Além disso, jornalistas foram detidos, amordaçados e despidos, relatou a emissora “Al Jazeera” na segunda-feira.
A “Wafa” também confirmou famílias sitiadas pelos intensos bombardeios no bairro de Al Rimal e nas proximidades do hospital, e pelo menos 20 mortos no ataque com mísseis israelenses contra um edifício residencial a oeste da Cidade de Gaza, juntamente com um número indeterminado de mortes em ataques aéreos na área de Sidra, a leste da cidade.
Fontes palestinas e o governo do Hamas em Gaza também relataram ontem à noite um ataque com pelo menos 24 mortos e dezenas de feridos contra caminhões de entrega de ajuda perto da rotatória do Kuwait, onde pelo menos quatro episódios similares já ocorreram anteriormente, o pior deles conhecido como “O Massacre da Farinha”, com mais de 100 mortos, alguns deles por disparos israelenses em uma suposta debandada.

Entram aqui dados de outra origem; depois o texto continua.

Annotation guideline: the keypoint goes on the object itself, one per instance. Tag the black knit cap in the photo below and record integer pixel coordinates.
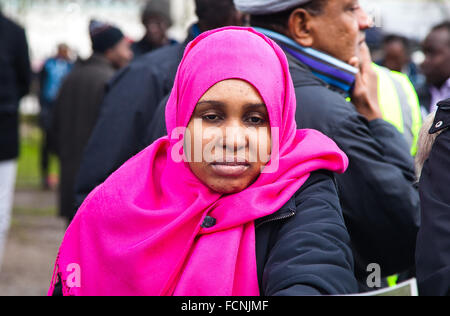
(104, 36)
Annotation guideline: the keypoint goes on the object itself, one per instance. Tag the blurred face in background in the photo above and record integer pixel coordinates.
(121, 54)
(63, 51)
(396, 56)
(336, 30)
(156, 30)
(436, 66)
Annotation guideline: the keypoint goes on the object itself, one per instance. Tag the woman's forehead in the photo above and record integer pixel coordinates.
(233, 90)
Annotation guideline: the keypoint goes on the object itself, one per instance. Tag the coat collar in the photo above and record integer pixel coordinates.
(337, 74)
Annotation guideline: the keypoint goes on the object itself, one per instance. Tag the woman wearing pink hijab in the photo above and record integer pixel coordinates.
(235, 201)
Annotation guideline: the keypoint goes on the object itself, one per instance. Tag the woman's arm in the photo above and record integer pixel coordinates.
(311, 254)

“O criminoso exército de ocupação cometeu um massacre atroz e traiçoeiro contra os comitês de proteção popular, que foram formados através de uma iniciativa popular e nacional de voluntários para proteger os comboios de ajuda e distribuí-los em um sistema que garanta sua entrega segura e digna aos cidadãos da Faixa de Gaza”, denunciaram as facções palestinas no início da manhã de hoje, em um comunicado no Telegram.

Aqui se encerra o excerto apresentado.